We implemented a pragmatic two-step procedure to allocate unlinked death records to census records. We applied rules to prevent impossible matches, for example when attributing deaths with a gender specific cause of death (e.g. prostate or breast cancer). In a first step we used the following procedure to allocate unlinked deaths to census records: death and census record matched on gender, canton of residence, nationality, age (same birth date or maximally 3 months apart), civil status (identical or plausible change, such as married at census and widowed at time of death). If more than one census record fulfilled these criteria, we randomly allocated the death to one of them.

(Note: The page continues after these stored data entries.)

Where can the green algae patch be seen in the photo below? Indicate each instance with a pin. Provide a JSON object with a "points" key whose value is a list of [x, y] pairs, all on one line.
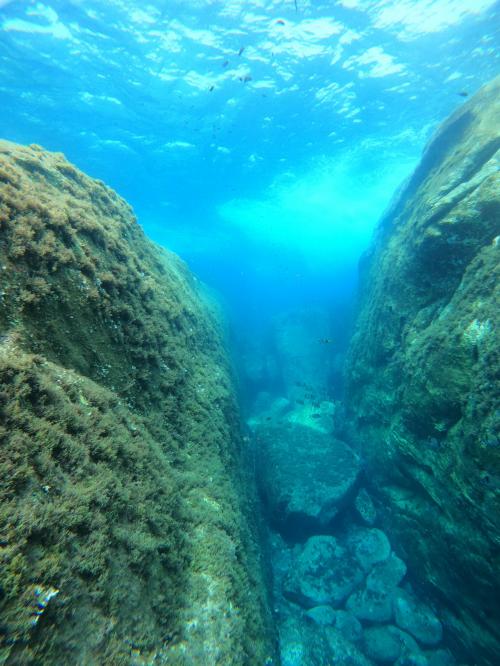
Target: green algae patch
{"points": [[126, 528], [424, 368]]}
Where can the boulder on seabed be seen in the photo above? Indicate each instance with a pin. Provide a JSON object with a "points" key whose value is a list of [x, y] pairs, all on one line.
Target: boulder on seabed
{"points": [[345, 622], [306, 477], [365, 508], [386, 643], [374, 602], [387, 574], [370, 546], [324, 573], [417, 618], [371, 606]]}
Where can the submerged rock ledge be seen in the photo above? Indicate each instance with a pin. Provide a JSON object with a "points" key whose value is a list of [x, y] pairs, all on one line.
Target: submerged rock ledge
{"points": [[423, 374], [125, 535]]}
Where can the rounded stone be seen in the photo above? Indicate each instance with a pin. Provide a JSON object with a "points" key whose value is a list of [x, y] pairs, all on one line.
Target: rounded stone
{"points": [[370, 546], [322, 574]]}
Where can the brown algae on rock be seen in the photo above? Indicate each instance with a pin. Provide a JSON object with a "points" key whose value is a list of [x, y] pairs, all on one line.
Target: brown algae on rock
{"points": [[423, 372], [124, 524]]}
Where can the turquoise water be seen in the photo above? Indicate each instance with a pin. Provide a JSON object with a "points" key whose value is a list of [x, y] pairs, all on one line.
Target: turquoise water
{"points": [[260, 139]]}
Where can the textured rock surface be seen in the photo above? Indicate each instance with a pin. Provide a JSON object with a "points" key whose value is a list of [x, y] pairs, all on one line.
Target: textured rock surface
{"points": [[323, 573], [306, 477], [122, 530], [423, 372]]}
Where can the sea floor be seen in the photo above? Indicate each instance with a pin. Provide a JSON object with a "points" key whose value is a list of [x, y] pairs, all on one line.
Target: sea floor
{"points": [[341, 593]]}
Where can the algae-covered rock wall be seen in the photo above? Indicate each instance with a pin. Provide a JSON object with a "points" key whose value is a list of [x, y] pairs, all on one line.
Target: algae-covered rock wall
{"points": [[423, 388], [125, 535]]}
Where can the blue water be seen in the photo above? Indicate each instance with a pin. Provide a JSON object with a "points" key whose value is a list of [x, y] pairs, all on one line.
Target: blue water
{"points": [[259, 139]]}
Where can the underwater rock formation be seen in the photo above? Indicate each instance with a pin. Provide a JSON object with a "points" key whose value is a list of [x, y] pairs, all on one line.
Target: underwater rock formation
{"points": [[125, 535], [422, 380], [306, 477]]}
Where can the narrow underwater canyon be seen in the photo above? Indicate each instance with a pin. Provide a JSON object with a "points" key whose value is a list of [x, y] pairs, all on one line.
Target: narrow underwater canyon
{"points": [[384, 506], [130, 525]]}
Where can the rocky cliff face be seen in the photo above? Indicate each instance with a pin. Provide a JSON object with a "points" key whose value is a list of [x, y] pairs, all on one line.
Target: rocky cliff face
{"points": [[423, 373], [124, 529]]}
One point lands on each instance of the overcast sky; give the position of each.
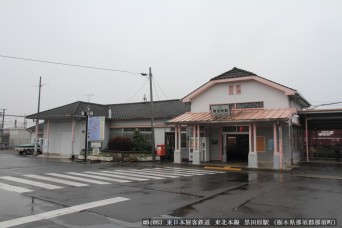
(186, 42)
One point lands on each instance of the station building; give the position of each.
(237, 116)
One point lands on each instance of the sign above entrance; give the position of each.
(220, 110)
(236, 129)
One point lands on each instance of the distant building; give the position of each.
(64, 127)
(18, 136)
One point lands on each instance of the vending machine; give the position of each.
(203, 148)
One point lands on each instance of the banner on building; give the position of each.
(96, 128)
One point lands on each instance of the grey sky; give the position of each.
(295, 43)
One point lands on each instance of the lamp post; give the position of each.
(152, 115)
(86, 113)
(37, 121)
(3, 123)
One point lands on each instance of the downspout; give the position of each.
(281, 146)
(290, 139)
(307, 139)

If no census record was found, we used less stringent matching criteria in a second step: gender, region (Central, Eastern, Zurich, the Espace Mittelland, Lake Geneva, Northwestern, or Ticino) and birth date within one year. We again randomly selected one census record that matched the death record on these criteria.
Official mortality rates and SNC rates including and excluding unlinked deaths
We first calculated age- and gender-specific official cause-specific mortality rates by dividing all deaths of a specific cause of death recorded in Switzerland by the official midyear population data from the SFSO for each year of the period 1991–2007 (for males and females and 10 year age categories up to age 84 and a final category of the 85+ age group). These rates are hereafter referred to as reference rates.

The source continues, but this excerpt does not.